Application Monitoring
-
Review uptime against SLA targets
Pull synthetic check results from Site24x7 / LogicMonitor / Datadog for each tier-1 application. Flag any service trending toward its monthly SLA budget burn — under-budget at mid-month means an outage will breach.
-
Triage application error logs
Filter the last 24h of application logs for ERROR/FATAL. Group by signature; new error signatures since yesterday get a follow-up ticket assigned to the application owner, not silently acknowledged.
-
Check database query performance
Review SQL Server / PostgreSQL slow-query logs and wait-stat dashboards. A query that doubled in average runtime week-over-week often means a missing index or a stats-out-of-date condition rather than a load problem.
-
Validate API endpoint health
Confirm external and internal API synthetic checks return expected 2xx and within latency budget. TLS certificate expiry within 30 days surfaces here — escalate to ACME automation owner before the browser warnings start.
-
Inspect application resource consumption
Compare per-app CPU, memory, and disk I/O against the prior week.

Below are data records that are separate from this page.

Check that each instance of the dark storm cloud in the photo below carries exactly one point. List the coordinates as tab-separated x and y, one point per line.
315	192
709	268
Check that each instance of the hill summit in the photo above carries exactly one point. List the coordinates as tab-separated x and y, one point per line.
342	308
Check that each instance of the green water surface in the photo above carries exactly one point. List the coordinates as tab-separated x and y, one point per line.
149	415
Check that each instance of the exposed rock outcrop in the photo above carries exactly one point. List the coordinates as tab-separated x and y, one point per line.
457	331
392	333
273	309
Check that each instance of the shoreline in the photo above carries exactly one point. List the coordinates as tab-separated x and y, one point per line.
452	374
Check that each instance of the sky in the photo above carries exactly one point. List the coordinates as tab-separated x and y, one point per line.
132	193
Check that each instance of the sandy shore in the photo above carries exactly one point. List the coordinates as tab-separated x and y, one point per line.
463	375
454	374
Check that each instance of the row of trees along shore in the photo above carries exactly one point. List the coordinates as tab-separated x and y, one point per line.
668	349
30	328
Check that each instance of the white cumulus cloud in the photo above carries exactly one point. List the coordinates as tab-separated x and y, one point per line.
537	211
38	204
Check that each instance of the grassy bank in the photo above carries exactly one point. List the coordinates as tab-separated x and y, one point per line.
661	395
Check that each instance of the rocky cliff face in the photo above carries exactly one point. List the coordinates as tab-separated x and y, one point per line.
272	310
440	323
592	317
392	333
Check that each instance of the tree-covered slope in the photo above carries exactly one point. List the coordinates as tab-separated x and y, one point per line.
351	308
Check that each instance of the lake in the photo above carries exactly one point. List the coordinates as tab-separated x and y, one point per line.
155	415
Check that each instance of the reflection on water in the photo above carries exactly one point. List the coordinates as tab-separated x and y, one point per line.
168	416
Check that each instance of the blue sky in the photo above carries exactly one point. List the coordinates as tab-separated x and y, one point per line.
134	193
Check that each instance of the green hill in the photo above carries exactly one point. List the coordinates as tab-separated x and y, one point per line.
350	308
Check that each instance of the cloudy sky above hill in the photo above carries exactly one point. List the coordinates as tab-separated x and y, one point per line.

App pools recycling more often than configured and JVM heap creeping toward Xmx are the two patterns worth chasing before users notice.
Alerting and Reporting
-
Review the overnight alert queue
Walk the PagerDuty / Opsgenie incident timeline since the last shift. Confirm every P1/P2 has a closing note with root cause or a follow-up ticket; un-acknowledged alerts older than the SLA are the first thing to escalate to the service coordinator.
-
Tune noisy alert thresholds
Identify any monitor that fired more than 5 times in 24h without action — that's alert fatigue waiting to happen. Adjust thresholds, add hysteresis, or convert to a daily digest. Document the change in the monitoring runbook.
-
Confirm escalation chains routed correctly
Verify on-call rotations in PagerDuty / Opsgenie match this week's published schedule, including holiday coverage. A page that escalates to a former employee is the most embarrassing way to find a stale schedule.
-
Publish the daily monitoring report
Generate the daily summary from BrightGauge / built-in PSA dashboard and post to the NOC channel. Yellow or Red status requires a named follow-up owner and ETA before close-of-shift; do not hand off Red without a paged engineer.

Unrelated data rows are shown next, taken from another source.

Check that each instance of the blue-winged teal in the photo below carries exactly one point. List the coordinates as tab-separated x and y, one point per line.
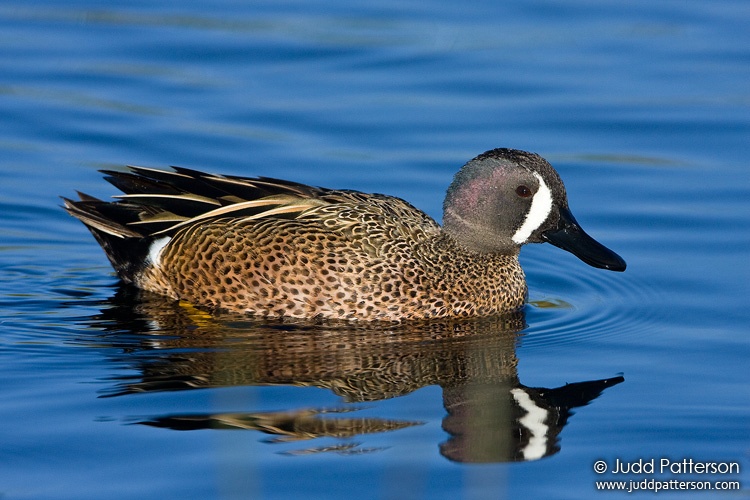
277	248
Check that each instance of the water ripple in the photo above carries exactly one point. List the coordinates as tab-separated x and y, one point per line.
577	306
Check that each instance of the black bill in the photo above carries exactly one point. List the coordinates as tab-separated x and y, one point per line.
569	236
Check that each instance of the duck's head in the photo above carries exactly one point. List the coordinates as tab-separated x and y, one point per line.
505	198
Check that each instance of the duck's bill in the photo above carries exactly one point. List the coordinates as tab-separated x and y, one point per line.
569	236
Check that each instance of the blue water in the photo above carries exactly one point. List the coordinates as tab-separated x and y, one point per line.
644	109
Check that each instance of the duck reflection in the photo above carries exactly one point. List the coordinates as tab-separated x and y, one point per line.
491	416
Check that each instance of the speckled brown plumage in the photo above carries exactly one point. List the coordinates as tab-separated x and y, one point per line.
276	248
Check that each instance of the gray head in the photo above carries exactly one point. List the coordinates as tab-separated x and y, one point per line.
505	198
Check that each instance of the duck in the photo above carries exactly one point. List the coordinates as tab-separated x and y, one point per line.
280	249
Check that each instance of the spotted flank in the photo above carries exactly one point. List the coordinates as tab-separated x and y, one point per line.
277	248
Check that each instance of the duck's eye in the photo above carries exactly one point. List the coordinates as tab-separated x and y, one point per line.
523	191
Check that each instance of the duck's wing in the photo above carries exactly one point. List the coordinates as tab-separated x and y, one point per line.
158	203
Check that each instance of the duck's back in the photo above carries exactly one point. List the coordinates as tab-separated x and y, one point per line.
277	248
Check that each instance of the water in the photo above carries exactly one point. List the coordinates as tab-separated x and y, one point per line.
643	108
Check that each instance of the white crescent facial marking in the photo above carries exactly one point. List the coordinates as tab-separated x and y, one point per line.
541	206
534	422
154	251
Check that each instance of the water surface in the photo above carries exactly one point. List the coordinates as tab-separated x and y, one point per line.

Collects list Collects paragraph Collects file -
Verify monitoring tools are themselves healthy
Confirm PRTG / Orion / Datadog agents are reporting from every site, RMM check-in counts match endpoint inventory, and SIEM ingestion is within expected EPS. A monitoring system that's down silently is worse than no monitoring — schedule a watchdog if one doesn't exist.